Horizontal scaling: Each document is handled by one collaboration server node at a time (the “room” lives on one node). When a node receives a connection for a document that is resident on another node, it either:

• Routes via a load balancer using consistent hashing on doc ID, or
• Forwards updates through a pub/sub bus (Redis) so any node can serve any document

For Google’s scale, documents are sharded across thousands of nodes. Within a node, a document room fans out updates to all connected WebSocket sessions.

6. Deep Dives #

Deep Dive 1: OT vs CRDT — The Fundamental Choice #

Both Operational Transformation and CRDTs solve the same problem: how do two concurrent edits to the same document converge to the same result? They make different trade-offs.

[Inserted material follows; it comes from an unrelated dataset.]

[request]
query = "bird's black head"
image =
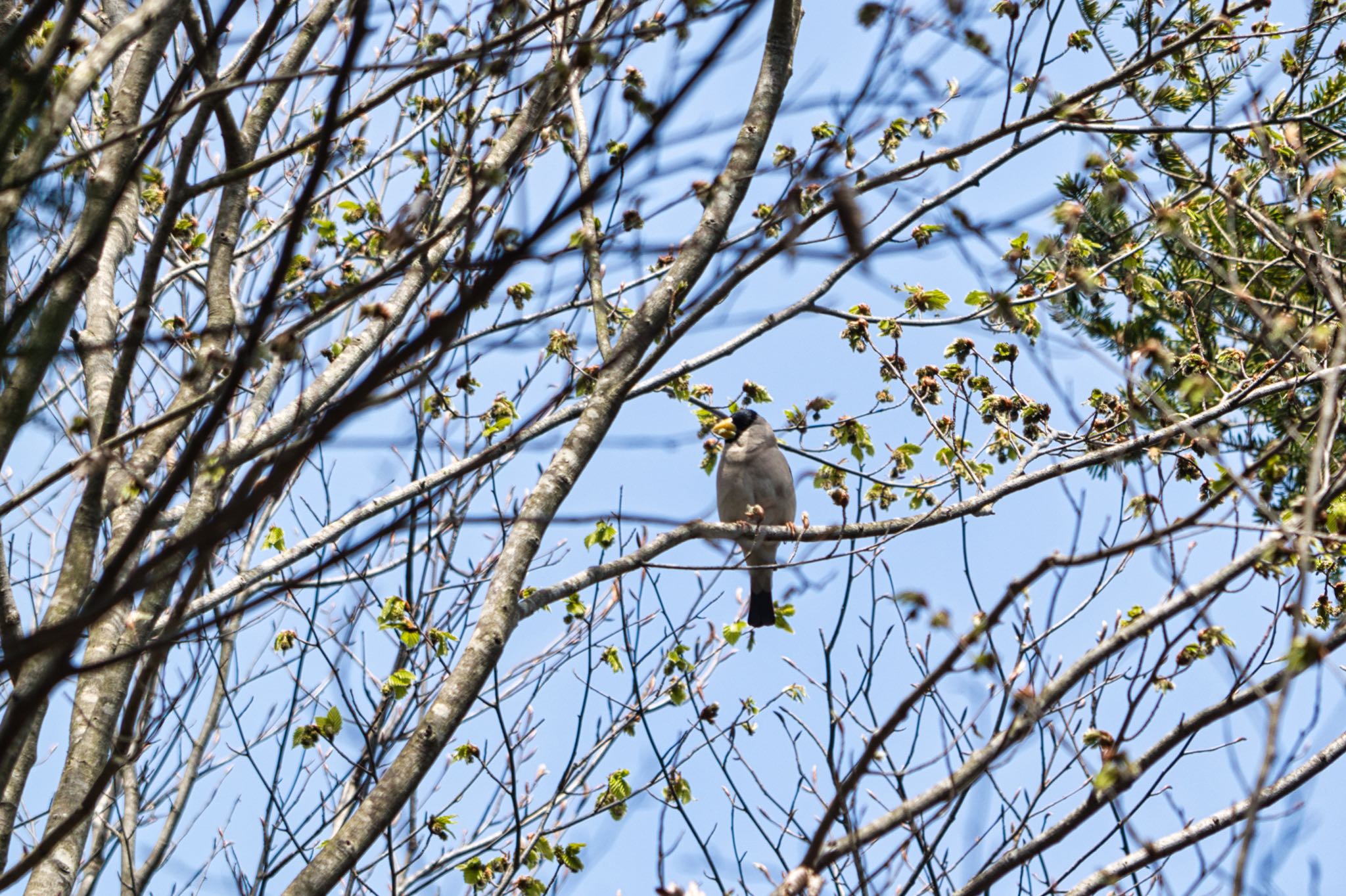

Operational Transformation (OT) — ShareDB’s approach:

// From sharedb/lib/ot.js
exports.transform = function(type, op, appliedOp) {
  // Two concurrent ops: op (ours) and appliedOp (theirs, already committed)
  // Transform op as if appliedOp had already been applied:
  if ('op' in appliedOp && 'op' in op) {
    op.op = type.transform(op.op, appliedOp.op, 'left')
    // 'left' = tie-breaking side: if both ops insert at the same position,
    // 'left' wins (goes first). The other peer uses 'right'.
  }
  if (op.v != null) op.v++  // advance the version
}

OT requires a central server that serializes all operations. The server is the single source of truth for operation ordering. When a client’s op arrives at version v but the server is at version v+k, the server fetches the k intervening ops and transforms the incoming op through each one. The SubmitRequest._transformOp() implements this:

// From sharedb/lib/submit-request.js
SubmitRequest.prototype._transformOp = function(ops) {
  for (var i = 0; i < ops.length; i++) {
    var err = ot.transform(type, this.op, ops[i])
    if (err) return err
  }
}

The OT invariant: apply(apply(doc, A), transform(B, A)) === apply(apply(doc, B), transform(A, B)) — both orderings of concurrent ops A and B must produce the same result.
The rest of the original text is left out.